Editor's note: This is the second in a series of articles examining how law firms are thinking smaller when it comes to the space they need, the costs they pay for labor and the nonlegal services they handle.
The recession combined with the growing use of technology has left large law firms with fewer associates, and even fewer legal secretaries.
The shrinking of law firm staff has also meant the shrinking of law firm space as the nation's largest firms slash the amount of office space they lease and revamp the way they organize staff, conference rooms, attorney offices and reception areas.
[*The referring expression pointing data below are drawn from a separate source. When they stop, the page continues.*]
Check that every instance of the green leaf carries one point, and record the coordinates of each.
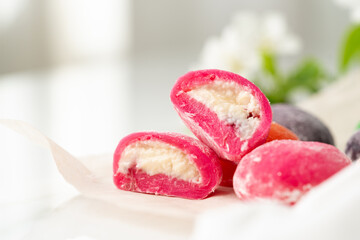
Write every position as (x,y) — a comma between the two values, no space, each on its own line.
(269,63)
(350,50)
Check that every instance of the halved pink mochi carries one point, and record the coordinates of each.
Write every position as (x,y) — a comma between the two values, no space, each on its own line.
(284,170)
(224,110)
(167,164)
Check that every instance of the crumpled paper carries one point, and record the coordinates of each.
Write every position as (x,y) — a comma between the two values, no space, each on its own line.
(92,176)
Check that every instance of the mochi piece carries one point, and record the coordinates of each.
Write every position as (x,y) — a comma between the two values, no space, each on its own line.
(224,110)
(284,170)
(305,125)
(166,164)
(228,169)
(352,149)
(279,132)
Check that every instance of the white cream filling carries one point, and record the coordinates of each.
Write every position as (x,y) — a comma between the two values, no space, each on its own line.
(155,157)
(231,103)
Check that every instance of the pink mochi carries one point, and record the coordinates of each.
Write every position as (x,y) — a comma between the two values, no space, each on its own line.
(202,159)
(284,170)
(222,135)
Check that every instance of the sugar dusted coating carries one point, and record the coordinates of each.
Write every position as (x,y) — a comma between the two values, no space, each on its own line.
(224,110)
(168,164)
(284,170)
(155,157)
(232,104)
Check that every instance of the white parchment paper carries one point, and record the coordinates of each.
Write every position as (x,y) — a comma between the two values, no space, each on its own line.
(92,176)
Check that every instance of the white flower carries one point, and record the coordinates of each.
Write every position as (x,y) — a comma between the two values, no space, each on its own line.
(354,6)
(241,44)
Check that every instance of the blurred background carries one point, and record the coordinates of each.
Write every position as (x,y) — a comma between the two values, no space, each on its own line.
(86,73)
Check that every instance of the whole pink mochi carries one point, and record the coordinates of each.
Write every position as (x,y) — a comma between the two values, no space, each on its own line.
(135,179)
(285,170)
(224,136)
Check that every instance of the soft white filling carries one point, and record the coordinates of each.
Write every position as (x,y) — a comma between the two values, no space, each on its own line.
(231,103)
(155,157)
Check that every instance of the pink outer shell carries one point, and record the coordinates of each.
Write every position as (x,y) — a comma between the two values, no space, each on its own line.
(285,170)
(203,157)
(205,124)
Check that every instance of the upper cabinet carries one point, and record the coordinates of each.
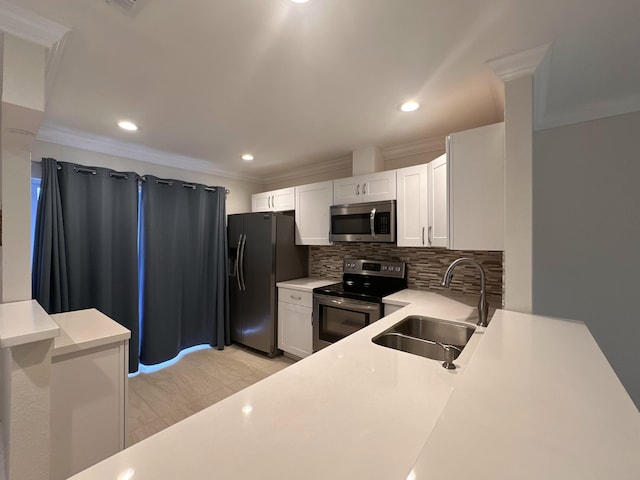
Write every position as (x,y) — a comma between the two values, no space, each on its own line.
(365,188)
(312,213)
(422,205)
(274,201)
(475,167)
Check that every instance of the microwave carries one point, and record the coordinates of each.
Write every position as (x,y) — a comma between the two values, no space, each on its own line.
(364,222)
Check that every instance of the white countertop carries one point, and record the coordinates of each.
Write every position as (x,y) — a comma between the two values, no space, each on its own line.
(25,322)
(306,284)
(83,329)
(538,401)
(357,410)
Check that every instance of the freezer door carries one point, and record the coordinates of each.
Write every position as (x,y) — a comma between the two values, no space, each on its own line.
(258,296)
(235,235)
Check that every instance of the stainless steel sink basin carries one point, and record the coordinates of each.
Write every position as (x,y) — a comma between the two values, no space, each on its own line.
(426,336)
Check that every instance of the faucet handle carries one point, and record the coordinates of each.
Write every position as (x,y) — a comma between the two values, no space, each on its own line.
(449,354)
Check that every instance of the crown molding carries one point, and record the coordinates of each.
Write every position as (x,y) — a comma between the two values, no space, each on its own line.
(29,26)
(309,170)
(96,143)
(413,148)
(590,112)
(109,146)
(517,65)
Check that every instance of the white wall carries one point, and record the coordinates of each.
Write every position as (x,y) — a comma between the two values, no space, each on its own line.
(518,128)
(586,234)
(238,201)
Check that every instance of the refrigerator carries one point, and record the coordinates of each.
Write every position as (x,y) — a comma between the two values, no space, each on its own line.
(262,251)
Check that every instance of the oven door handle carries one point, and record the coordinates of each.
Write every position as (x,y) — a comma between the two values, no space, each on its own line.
(354,305)
(372,223)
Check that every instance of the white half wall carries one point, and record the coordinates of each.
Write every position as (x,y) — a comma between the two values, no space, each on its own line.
(586,234)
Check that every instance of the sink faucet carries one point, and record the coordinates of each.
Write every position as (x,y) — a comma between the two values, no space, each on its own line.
(483,306)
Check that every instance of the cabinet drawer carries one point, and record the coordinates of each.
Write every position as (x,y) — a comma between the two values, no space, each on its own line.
(297,297)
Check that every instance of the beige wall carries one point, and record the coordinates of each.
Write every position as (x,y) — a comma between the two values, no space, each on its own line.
(346,171)
(238,200)
(302,179)
(411,160)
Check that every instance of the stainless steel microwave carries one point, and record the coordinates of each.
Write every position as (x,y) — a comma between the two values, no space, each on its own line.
(364,222)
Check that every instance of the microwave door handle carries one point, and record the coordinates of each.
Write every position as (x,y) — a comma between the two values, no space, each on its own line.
(372,223)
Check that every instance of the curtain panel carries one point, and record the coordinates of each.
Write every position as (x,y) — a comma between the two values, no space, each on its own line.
(183,268)
(86,249)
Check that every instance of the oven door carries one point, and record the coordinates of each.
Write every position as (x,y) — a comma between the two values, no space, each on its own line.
(335,317)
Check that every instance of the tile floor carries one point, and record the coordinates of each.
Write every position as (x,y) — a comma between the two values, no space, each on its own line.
(196,381)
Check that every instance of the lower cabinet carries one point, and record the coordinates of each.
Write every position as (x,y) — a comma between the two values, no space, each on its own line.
(295,332)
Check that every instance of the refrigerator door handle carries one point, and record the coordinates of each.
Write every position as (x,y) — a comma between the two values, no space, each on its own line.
(243,242)
(236,263)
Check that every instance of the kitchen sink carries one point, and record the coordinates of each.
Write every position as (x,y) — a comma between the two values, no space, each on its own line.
(425,336)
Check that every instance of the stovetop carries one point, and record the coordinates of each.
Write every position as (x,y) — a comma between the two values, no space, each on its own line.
(367,280)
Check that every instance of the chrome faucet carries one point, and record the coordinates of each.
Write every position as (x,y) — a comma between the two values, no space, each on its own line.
(483,305)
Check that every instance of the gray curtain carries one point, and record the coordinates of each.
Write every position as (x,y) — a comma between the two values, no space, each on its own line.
(49,281)
(184,268)
(99,210)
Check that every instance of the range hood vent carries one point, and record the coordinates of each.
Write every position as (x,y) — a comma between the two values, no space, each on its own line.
(128,7)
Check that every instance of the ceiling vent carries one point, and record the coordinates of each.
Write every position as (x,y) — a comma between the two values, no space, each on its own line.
(128,7)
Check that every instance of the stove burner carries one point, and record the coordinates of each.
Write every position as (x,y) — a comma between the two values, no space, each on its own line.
(367,280)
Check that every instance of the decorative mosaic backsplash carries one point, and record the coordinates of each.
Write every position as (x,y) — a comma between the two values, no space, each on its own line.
(425,266)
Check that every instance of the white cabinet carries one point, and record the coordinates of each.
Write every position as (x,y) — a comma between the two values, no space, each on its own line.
(438,203)
(365,188)
(89,368)
(295,331)
(475,164)
(312,213)
(422,216)
(273,201)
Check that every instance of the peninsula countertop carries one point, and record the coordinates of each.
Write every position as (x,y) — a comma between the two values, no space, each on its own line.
(358,410)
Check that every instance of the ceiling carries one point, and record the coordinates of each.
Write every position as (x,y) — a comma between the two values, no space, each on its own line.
(298,85)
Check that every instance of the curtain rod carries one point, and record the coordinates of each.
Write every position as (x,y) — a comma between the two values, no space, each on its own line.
(124,176)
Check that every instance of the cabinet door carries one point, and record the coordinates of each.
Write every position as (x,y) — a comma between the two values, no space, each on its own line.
(312,213)
(261,202)
(438,231)
(412,206)
(347,190)
(476,188)
(295,333)
(283,199)
(379,186)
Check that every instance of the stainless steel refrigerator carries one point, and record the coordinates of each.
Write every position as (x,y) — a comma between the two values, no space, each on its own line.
(262,251)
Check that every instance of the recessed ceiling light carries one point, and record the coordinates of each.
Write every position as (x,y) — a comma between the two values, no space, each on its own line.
(410,106)
(127,125)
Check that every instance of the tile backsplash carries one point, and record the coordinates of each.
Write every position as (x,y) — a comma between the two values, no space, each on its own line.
(425,266)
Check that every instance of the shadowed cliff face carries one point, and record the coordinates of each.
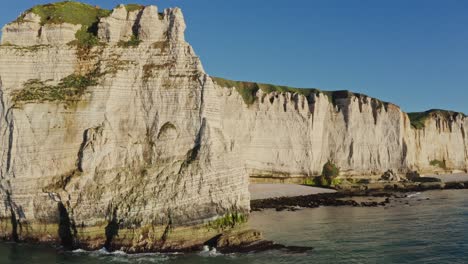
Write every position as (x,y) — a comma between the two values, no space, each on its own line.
(112,138)
(115,135)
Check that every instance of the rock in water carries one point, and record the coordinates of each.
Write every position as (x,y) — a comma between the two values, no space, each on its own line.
(113,135)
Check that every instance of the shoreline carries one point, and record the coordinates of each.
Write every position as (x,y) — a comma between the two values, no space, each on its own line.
(240,239)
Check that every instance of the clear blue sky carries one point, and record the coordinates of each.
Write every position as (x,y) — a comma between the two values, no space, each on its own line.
(410,52)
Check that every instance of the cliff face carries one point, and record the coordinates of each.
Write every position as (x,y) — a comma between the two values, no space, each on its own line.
(287,134)
(112,133)
(134,147)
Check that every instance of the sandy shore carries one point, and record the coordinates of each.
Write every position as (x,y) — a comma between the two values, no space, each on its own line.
(457,177)
(265,191)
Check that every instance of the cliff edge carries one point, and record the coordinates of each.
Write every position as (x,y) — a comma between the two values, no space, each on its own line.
(113,135)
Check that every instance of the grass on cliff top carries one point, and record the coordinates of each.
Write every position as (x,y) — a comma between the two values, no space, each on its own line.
(67,12)
(70,88)
(133,7)
(248,90)
(73,13)
(418,119)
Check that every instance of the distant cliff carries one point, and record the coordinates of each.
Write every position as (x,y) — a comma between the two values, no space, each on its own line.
(112,133)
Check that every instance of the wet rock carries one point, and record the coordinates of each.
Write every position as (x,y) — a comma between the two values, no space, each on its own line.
(250,241)
(391,176)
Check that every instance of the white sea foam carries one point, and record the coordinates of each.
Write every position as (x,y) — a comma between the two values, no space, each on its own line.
(413,195)
(207,252)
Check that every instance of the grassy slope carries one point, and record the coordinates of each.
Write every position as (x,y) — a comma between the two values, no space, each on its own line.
(248,90)
(418,119)
(68,12)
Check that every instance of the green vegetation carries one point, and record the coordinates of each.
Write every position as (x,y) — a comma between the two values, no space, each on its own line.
(418,119)
(73,13)
(133,7)
(85,39)
(329,173)
(248,91)
(228,221)
(161,45)
(70,88)
(67,12)
(133,42)
(439,163)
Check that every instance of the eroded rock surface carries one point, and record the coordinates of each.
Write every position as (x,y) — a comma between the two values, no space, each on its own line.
(128,143)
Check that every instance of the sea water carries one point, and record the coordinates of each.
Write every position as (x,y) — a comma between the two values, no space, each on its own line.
(429,227)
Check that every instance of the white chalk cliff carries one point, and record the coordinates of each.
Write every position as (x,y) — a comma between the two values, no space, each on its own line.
(154,141)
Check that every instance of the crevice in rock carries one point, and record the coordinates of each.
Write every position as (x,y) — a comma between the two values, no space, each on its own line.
(375,107)
(14,222)
(168,228)
(11,128)
(404,152)
(136,25)
(65,227)
(111,230)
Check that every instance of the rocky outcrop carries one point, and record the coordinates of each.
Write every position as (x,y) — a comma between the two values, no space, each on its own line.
(115,136)
(114,145)
(288,134)
(30,32)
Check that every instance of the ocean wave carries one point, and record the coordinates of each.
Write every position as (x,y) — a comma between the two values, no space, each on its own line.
(413,195)
(207,252)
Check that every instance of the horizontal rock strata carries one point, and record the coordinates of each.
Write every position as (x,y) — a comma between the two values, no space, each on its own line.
(113,135)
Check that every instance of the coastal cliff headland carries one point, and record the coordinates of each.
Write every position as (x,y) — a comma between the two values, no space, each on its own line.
(113,135)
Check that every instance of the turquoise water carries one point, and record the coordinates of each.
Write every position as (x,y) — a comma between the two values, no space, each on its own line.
(422,231)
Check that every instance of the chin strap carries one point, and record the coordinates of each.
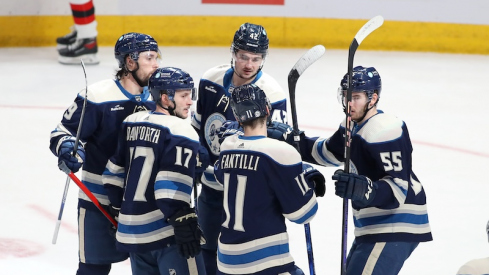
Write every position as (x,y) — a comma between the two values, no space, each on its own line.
(134,75)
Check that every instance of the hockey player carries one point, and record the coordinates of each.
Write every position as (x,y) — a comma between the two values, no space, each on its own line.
(476,266)
(150,179)
(248,54)
(81,42)
(389,202)
(109,102)
(264,182)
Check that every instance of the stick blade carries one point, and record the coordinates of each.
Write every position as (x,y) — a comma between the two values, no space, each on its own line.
(369,27)
(311,56)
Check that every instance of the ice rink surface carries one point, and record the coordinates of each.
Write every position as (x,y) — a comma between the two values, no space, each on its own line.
(443,99)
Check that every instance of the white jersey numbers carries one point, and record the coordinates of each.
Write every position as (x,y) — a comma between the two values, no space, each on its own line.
(180,155)
(391,160)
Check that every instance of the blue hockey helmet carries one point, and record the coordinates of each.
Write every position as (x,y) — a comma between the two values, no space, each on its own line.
(168,80)
(132,44)
(365,79)
(487,230)
(249,102)
(251,38)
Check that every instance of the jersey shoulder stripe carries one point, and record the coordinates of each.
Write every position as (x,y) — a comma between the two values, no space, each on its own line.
(176,126)
(103,91)
(382,128)
(270,86)
(216,74)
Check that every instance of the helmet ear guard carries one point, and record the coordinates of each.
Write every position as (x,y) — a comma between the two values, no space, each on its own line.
(364,79)
(132,44)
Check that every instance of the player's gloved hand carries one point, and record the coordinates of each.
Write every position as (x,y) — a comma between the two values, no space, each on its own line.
(229,128)
(203,160)
(187,232)
(358,188)
(66,160)
(283,132)
(114,212)
(314,179)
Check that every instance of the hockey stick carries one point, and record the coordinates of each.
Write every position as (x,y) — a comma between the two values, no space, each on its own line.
(77,140)
(368,28)
(92,197)
(304,62)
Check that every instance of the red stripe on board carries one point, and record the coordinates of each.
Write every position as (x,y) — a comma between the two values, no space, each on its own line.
(250,2)
(70,228)
(84,20)
(446,147)
(82,7)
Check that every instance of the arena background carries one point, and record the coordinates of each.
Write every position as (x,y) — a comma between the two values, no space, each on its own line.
(411,25)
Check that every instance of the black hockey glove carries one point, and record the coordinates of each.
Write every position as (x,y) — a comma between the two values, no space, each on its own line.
(187,232)
(314,179)
(229,128)
(358,188)
(66,161)
(203,160)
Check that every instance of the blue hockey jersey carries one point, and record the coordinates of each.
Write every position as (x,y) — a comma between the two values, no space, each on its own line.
(213,109)
(263,184)
(151,177)
(108,104)
(380,150)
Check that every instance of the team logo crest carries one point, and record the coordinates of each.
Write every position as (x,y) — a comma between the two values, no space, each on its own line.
(212,125)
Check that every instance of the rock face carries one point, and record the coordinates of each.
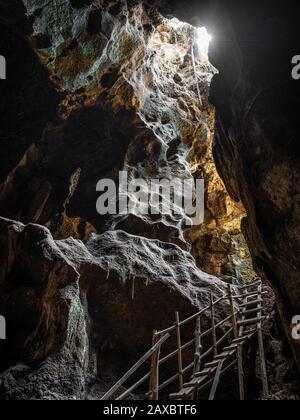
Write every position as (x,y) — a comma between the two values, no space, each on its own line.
(128,101)
(66,303)
(256,147)
(108,86)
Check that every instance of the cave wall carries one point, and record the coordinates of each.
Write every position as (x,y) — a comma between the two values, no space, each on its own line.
(257,123)
(49,167)
(256,146)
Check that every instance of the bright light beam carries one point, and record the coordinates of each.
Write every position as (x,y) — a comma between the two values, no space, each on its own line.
(202,41)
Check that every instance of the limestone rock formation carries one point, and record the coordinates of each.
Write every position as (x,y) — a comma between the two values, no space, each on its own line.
(67,303)
(106,86)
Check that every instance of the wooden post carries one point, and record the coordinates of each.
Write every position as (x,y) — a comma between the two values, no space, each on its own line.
(213,325)
(154,378)
(179,347)
(216,380)
(240,357)
(234,320)
(127,375)
(263,366)
(198,345)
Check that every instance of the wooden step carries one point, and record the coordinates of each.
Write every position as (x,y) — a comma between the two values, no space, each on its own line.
(223,355)
(204,372)
(251,321)
(183,394)
(250,311)
(212,364)
(253,302)
(195,384)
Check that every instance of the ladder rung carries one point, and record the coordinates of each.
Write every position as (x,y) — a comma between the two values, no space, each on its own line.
(183,394)
(194,384)
(212,364)
(254,302)
(203,373)
(223,355)
(244,338)
(251,311)
(251,321)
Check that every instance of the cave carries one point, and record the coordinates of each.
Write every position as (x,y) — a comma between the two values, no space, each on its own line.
(160,90)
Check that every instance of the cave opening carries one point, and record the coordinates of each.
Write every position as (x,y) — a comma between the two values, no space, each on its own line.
(130,89)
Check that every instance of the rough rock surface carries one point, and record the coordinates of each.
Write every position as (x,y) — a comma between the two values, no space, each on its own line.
(127,85)
(119,83)
(256,144)
(67,303)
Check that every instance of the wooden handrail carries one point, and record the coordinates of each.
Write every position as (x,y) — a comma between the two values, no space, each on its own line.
(131,371)
(160,337)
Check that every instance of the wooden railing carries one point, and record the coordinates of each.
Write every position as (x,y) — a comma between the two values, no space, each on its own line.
(233,329)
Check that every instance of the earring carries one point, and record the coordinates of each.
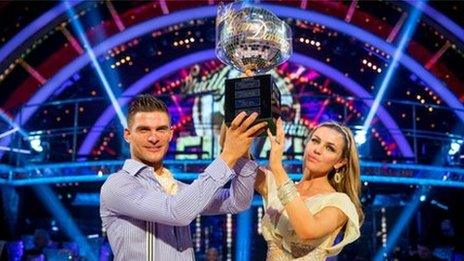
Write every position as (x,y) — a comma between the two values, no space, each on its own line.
(337,177)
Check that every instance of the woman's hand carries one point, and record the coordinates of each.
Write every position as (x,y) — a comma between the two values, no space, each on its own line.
(277,147)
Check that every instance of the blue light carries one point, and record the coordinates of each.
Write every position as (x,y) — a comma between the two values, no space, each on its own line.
(203,12)
(53,204)
(93,58)
(164,70)
(33,28)
(423,198)
(455,147)
(402,221)
(410,27)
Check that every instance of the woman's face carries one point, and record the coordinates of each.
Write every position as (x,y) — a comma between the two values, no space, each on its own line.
(324,151)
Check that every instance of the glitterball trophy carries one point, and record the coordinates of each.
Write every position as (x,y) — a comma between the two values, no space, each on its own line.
(252,40)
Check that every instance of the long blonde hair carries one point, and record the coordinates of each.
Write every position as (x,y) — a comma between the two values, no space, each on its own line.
(350,172)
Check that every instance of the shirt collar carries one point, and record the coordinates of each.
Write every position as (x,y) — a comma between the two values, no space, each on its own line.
(133,167)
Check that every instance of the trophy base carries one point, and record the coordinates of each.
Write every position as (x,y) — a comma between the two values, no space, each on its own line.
(253,94)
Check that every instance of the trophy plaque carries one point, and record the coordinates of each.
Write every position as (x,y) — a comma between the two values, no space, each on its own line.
(252,40)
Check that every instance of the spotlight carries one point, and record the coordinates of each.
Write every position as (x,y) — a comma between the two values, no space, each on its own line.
(360,137)
(36,143)
(454,147)
(422,198)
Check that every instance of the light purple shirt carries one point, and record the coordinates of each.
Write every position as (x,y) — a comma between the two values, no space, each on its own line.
(145,223)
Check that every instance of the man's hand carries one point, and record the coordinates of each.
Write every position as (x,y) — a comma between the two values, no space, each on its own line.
(239,136)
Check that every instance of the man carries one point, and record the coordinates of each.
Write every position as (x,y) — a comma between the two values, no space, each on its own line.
(147,213)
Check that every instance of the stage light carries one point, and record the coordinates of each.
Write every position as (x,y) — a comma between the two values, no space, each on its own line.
(36,143)
(360,137)
(455,147)
(422,198)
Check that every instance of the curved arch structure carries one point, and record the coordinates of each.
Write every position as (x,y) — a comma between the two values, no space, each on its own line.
(210,11)
(202,12)
(33,28)
(201,56)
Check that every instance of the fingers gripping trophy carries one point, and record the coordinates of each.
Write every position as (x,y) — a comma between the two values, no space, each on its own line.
(252,40)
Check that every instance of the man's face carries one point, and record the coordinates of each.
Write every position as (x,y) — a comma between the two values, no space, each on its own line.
(149,136)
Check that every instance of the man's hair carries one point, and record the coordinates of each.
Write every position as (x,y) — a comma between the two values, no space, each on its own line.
(145,103)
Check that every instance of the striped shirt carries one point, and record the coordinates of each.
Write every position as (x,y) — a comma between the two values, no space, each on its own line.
(145,223)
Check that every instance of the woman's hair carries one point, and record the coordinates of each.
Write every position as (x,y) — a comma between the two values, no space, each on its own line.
(350,172)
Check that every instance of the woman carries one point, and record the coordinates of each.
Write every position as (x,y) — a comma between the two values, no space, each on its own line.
(303,220)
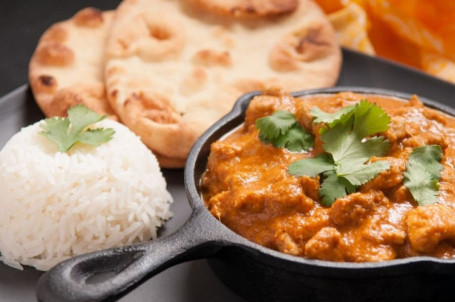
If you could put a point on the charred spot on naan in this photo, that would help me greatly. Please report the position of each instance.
(89, 17)
(44, 84)
(54, 54)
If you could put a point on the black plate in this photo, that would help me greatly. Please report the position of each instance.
(194, 281)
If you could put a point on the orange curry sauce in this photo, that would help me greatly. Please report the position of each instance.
(248, 188)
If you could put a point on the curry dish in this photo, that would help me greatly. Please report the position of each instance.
(247, 186)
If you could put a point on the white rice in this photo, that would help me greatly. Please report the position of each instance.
(56, 205)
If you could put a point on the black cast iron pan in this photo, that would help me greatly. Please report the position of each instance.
(252, 271)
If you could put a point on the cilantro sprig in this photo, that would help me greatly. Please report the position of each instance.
(423, 172)
(65, 132)
(344, 165)
(282, 130)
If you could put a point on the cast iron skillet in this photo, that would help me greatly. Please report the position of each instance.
(252, 271)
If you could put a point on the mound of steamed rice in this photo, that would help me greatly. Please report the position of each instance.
(56, 205)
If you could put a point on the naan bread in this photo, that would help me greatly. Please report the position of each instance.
(68, 64)
(174, 67)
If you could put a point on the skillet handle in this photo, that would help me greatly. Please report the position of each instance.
(109, 274)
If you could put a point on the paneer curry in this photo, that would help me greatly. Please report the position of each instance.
(249, 186)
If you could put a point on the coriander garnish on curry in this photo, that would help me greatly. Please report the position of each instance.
(340, 177)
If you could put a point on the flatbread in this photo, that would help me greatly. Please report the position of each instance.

"Any large law firm who's been in their space for 10 years or more, it's largely obsolete in a lot of ways," said Glenn D. Blumenfeld of Tactix Real Estate Advisors in Philadelphia. "I think you can tell that by the number of law firms who have recently moved or done substantial renovations to their space, which is virtually all of them."
The leverage model of partners to associates and secretaries to attorneys have both been reduced. There aren't as many associates in law firms as there once was and the younger associates who are there are relying on secretaries much less.
Now when walking around in law firm offices, there is "a sea of empty secretarial stations that are really spaces to store empty filing boxes," Blumenfeld said.
In the "old days." partners were given three-window offices and associates got two windows. Everything else was put in the interior space libraries, secretaries outside each lawyer's office, filing rooms, paralegals and conference rooms. Partners had conference tables in their offices and that is where client meetings were held, he said.
Now, attorney offices are shrinking, though firms haven't yet made the leap to moving lawyers into interior space. And firms are figuring out what to do with the middle portions of their buildings. Many are creating secretary "pods," Blumenfeld said, in which secretaries sit in groups at each corner of a floor and assist a pool of attorneys.
And rather than putting money into sprucing up all of the floors a law firm occupies, firms are often focusing their dollars on a single floor for reception and conference areas the only place clients will see, Blumenfeld said. The goal for law firms is to find narrow, rectangular buildings that maximize perimeter space and minimize the core area, he said.
Mary Ashenbrenner of Wells Fargo's legal specialty group in Pennsylvania said that while it might not make sense for Pennsylvania firms to save money through moving back-office operations to cheaper locales, they should be looking at how to save money on rent in the state.
"When firms have the opportunity to renegotiate their leases or give back a floor, they are absolutely taking advantage of those opportunities," Ashenbrenner said. "Firms are always looking at their space to see how they can do more with less space."